What controls are essential when studying genetically modified FGF21 mouse models?

When studying genetically modified FGF21 mouse models, several controls are essential. First, appropriate wild-type littermates should be used to control for genetic background effects. For FGF21 knockout studies, heterozygote breeding pairs should be used to generate experimental knockouts and wild-type littermate controls, ensuring identical environmental conditions during development . In transgenic overexpression models, non-transgenic littermates serve as primary controls, but researchers should also consider using "empty vector" transgenic controls to account for insertion effects . When studying metabolic phenotypes, pair-feeding controls are crucial to distinguish direct FGF21 effects from those secondary to changes in food intake. For studies involving specific diets (particularly ketogenic diets), both standard chow and dietary intervention groups should be included for knockout and wild-type animals to properly assess diet-genotype interactions .

How can researchers address issues with FGF21 knockout mouse fertility and viability?

While FGF21 knockout mice are reported to be viable and fertile , researchers may occasionally encounter reduced fertility or viability issues. To address these, several approaches are recommended. First, consider the genetic background, as backcrossing to certain strains may introduce or exacerbate fertility issues. Maintaining the colony through heterozygous breeding pairs can help mitigate reduced homozygous fertility. For colonies with reduced viability, adjusting housing conditions, particularly temperature, may help, as FGF21 plays roles in thermoregulation. Dietary interventions should be carefully introduced—particularly, ketogenic diets should be gradually implemented in FGF21KO mice rather than abruptly switched, as these mice have impaired adaptive responses to such diets . Finally, if persistent issues occur, consider alternative approaches such as conditional knockouts or acute knockdown using adenoviral-delivered shRNA against FGF21 .

What are the common pitfalls when interpreting metabolic phenotypes in FGF21 mouse models?

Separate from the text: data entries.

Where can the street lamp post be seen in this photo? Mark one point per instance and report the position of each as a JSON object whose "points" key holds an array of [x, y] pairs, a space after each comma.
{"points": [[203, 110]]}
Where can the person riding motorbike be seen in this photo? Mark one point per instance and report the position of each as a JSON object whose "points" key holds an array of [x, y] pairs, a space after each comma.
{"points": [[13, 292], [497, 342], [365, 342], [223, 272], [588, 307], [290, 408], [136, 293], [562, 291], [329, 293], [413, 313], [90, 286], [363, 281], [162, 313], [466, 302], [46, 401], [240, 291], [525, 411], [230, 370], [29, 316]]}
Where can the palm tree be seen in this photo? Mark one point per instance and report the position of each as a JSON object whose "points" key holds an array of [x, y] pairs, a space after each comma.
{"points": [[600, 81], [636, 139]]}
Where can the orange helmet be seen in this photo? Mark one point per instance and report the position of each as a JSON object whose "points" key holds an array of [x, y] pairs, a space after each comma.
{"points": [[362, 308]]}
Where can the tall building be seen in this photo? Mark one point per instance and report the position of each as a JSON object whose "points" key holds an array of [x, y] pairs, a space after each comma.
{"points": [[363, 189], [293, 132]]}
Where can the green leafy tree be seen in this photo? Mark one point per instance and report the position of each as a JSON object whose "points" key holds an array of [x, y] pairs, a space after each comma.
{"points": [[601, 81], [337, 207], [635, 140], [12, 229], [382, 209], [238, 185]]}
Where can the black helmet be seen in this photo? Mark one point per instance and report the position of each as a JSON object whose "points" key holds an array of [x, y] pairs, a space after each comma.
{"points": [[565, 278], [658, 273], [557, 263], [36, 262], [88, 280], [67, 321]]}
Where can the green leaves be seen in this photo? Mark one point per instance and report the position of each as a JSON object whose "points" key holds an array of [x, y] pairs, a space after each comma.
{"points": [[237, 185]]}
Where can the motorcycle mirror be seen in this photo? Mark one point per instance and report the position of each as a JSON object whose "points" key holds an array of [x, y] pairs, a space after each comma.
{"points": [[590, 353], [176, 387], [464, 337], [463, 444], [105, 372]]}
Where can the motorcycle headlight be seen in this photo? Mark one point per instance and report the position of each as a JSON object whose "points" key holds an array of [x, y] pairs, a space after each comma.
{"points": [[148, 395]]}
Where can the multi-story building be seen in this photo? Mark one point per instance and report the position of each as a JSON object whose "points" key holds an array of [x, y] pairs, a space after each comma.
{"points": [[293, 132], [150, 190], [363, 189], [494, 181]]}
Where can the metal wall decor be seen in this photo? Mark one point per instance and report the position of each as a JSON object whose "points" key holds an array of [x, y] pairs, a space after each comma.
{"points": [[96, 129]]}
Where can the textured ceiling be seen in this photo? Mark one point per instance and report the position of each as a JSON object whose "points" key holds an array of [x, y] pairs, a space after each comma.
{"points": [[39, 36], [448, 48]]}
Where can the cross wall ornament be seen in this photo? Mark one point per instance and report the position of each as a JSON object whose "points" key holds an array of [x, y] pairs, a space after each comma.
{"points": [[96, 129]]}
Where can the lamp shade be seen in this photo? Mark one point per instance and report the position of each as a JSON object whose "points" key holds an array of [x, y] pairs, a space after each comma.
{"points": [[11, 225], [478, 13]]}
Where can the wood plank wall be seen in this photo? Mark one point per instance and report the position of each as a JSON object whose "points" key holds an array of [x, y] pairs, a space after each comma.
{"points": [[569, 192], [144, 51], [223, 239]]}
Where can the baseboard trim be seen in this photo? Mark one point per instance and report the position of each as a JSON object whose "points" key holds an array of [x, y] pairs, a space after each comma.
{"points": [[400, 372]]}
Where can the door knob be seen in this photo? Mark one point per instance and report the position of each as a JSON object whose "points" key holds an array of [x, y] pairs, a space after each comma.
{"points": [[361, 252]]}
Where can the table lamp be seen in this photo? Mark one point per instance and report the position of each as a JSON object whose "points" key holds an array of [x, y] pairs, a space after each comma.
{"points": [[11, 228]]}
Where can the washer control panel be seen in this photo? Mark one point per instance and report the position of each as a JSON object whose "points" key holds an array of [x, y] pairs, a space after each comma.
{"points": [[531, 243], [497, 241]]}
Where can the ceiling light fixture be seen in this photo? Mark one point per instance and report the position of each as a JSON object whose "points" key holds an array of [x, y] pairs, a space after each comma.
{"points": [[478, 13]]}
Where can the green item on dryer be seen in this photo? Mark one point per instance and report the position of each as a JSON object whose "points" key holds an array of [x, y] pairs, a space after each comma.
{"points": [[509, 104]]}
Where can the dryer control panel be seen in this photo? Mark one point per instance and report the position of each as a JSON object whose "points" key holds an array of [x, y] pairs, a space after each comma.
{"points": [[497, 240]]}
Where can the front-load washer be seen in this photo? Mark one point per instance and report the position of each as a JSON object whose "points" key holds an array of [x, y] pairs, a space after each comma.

Several pitfalls can complicate interpretation of metabolic phenotypes in FGF21 mouse models. First, age-dependency—FGF21KO mice develop more pronounced phenotypes with age, so timing of experiments is crucial . Second, environmental factors, particularly housing temperature, dramatically affect BAT/WAT biology and consequently FGF21's metabolic effects . Standard mouse housing (22°C) represents a chronic cold stress for mice, potentially exaggerating certain FGF21 phenotypes. Third, the baseline metabolic state (fed vs. fasted) significantly impacts results, as FGF21 function differs between these states . Fourth, compensatory mechanisms may develop in constitutive knockout models, potentially masking phenotypes. Finally, strain-specific metabolism can influence outcomes—C57BL/6 mice (common background) are relatively resistant to insulin resistance, potentially blunting some FGF21-related phenotypes. Researchers should account for these factors through appropriate controls, careful experimental design, and comprehensive phenotyping beyond primary outcome measures.